1) How do I make an automatic cross fade/morph? What I want to do is hit a footswitch and have long delays slowly fade out, or hit a footswitch and slowly morph between two different tones. The only way I can find to do this is with the damping paramater in the modifiers, but it only goes up to 1 second. I would really like a crossfade of about 8-9 seconds. Is there another way to do this?

2) What EXACTLY is a "tone stack?" The manual seems to indicate that it has to do with the way the tone controls work. (ie: the amount of boost/cut that the tone controls can have) Does it have anything to do with the distortion or other things, or is it just about the tone controls?

Thanks!
 
Hey Mark,

Sadly, since I don't yet own an Axe myself, I can't answer the first question, but...

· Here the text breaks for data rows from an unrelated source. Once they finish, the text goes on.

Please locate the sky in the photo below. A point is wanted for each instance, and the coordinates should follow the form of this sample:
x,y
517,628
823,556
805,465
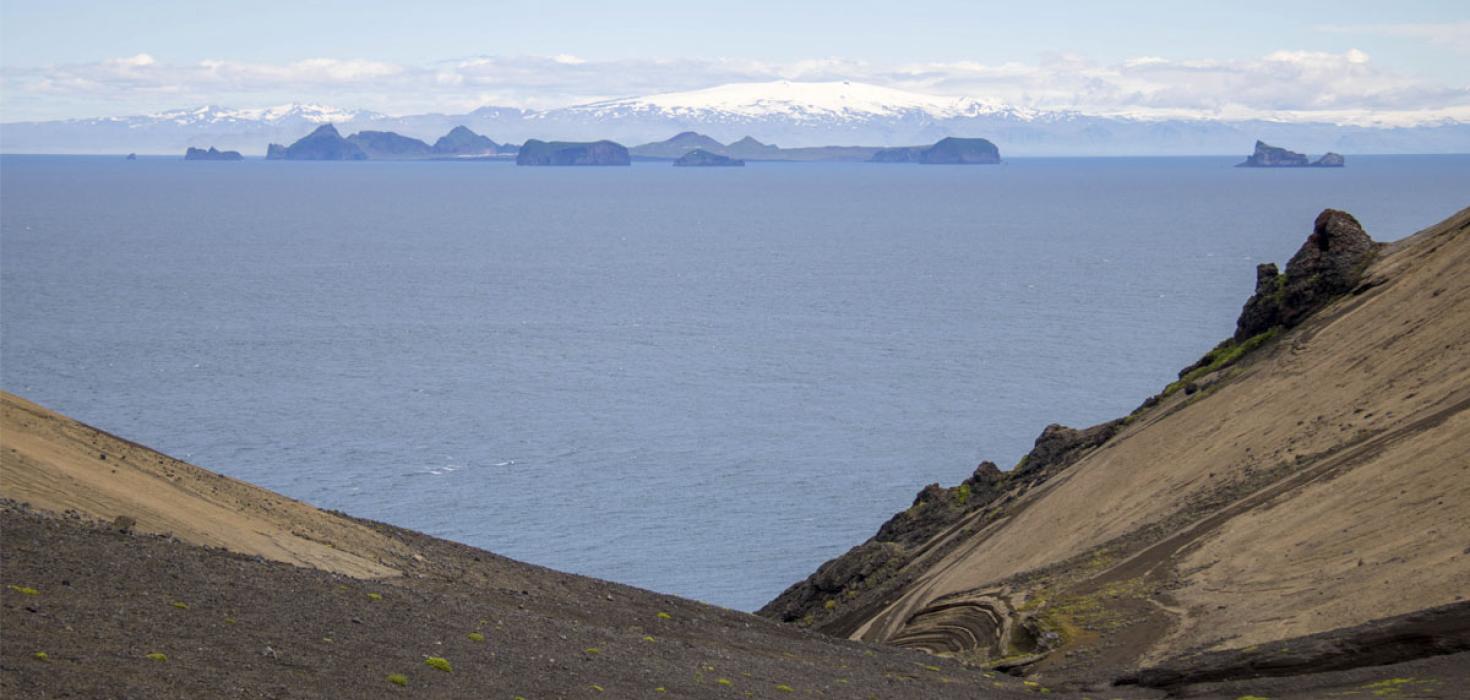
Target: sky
x,y
1348,61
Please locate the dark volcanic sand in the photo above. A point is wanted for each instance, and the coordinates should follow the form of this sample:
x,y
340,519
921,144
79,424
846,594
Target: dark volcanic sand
x,y
257,628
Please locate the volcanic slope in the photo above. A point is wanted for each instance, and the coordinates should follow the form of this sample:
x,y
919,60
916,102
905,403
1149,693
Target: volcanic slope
x,y
1310,477
131,574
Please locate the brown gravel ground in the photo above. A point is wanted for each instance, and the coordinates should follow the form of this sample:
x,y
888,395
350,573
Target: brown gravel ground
x,y
235,625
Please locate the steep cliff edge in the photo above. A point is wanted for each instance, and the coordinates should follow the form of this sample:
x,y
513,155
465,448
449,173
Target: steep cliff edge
x,y
1309,475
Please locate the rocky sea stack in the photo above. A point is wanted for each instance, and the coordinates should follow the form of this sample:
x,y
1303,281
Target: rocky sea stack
x,y
1272,156
322,144
700,158
210,155
537,152
1331,263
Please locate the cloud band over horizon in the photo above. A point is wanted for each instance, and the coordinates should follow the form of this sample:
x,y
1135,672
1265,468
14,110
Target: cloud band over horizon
x,y
1345,87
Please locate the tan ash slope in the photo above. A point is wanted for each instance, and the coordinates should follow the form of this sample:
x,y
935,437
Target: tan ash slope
x,y
1319,481
58,463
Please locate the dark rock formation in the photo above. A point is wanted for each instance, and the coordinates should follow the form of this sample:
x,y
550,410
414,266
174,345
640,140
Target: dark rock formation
x,y
1270,156
537,152
212,155
1436,631
678,146
462,141
1057,446
324,144
1263,311
873,566
700,158
390,146
1331,263
960,152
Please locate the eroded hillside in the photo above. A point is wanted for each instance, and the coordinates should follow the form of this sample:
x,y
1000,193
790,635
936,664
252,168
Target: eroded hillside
x,y
1309,475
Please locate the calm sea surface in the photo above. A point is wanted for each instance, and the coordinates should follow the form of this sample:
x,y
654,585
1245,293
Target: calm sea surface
x,y
700,381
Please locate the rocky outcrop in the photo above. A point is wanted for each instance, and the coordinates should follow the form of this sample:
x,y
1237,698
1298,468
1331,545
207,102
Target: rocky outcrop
x,y
700,158
678,146
537,152
212,155
872,569
1272,156
751,149
900,155
1328,265
960,152
390,146
944,152
1436,631
462,141
324,144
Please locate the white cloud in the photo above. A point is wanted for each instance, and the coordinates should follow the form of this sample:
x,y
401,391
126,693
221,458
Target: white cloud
x,y
1288,84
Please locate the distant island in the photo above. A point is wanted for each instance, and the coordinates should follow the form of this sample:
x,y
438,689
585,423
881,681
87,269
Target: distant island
x,y
945,152
328,144
746,149
460,141
948,150
537,152
208,155
390,146
322,144
1272,156
700,158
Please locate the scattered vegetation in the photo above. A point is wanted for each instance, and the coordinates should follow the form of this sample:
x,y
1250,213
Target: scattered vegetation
x,y
1391,687
1222,356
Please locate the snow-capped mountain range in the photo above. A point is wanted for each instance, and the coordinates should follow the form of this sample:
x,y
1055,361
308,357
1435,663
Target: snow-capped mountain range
x,y
782,112
798,102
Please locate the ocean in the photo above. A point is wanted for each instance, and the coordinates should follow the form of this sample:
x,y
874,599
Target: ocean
x,y
698,381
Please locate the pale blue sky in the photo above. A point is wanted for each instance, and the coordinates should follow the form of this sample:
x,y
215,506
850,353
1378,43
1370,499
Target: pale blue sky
x,y
46,47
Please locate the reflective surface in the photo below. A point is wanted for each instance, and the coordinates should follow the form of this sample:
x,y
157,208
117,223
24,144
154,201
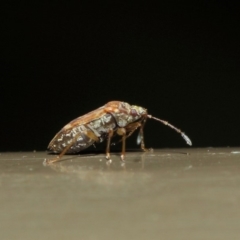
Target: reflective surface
x,y
164,194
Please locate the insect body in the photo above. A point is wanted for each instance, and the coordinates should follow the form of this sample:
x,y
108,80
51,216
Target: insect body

A tone stack is a factory-installed passive EQ section. Usually, tweaking one knob such as the bass knob will also affect other frequencies to a certain extent, in accordance to the severity of the one knob's tweak. Many of the vintage amps modeled in the Axe lack a mid knob, because the bass and treble knobs were meant to shape the midrange response in the original amps. So, basically, they act as factory-set EQ curves.

Hope that helps.
 
markyd said:
Hello all,
1) How do I make an automatic cross fade/morph? What I want to do is hit a footswitch and have long delays slowly fade out, or hit a footswitch and slowly morph between two different tones. The only way I can find to do this is with the damping paramater in the modifiers, but it only goes up to 1 second. I would really like a crossfade of about 8-9 seconds. Is there another way to do this?

If you only need to crossfade from sound A to B (not back again within the same preset) and don't mind hitting a second switch after those 8-9 seconds it can be done by triggering the sequencer. An LFO could probably be used too. Otherwise you'd pretty much have to do it manually with a pedal or find a controller that can send a gradual string of CC values.

With the sequencer you can set it to something like 16 steps, rate just over 1 Hz, values increasing in steps of 10% and have it sit at 100% for the last 6 steps. Place a volume block in each signal chain and assign seq to turn chain B up and chain A down; use 1000 ms damping. Assign one switch to sequencer run control and a second switch to bypass both volume blocks. You'll want them engaged before/during the crossfade. Use mute bypass mode for the vol. block in chain A, thru bypass mode for the one in chain B. Now you can be playing sound A, hit switch 1 and get the 8-9 second crossfade, then hit switch 2 within the next 4-5 seconds before the sequencer restarts. If you wait too long you'll hear it fade back quickly to A (then B gradually again) but whenever you hit it you'll hear sound B regardless of what the sequencer's doing. After that you can always stop the sequencer and switch back to sound A; it will just be instant instead of a crossfade.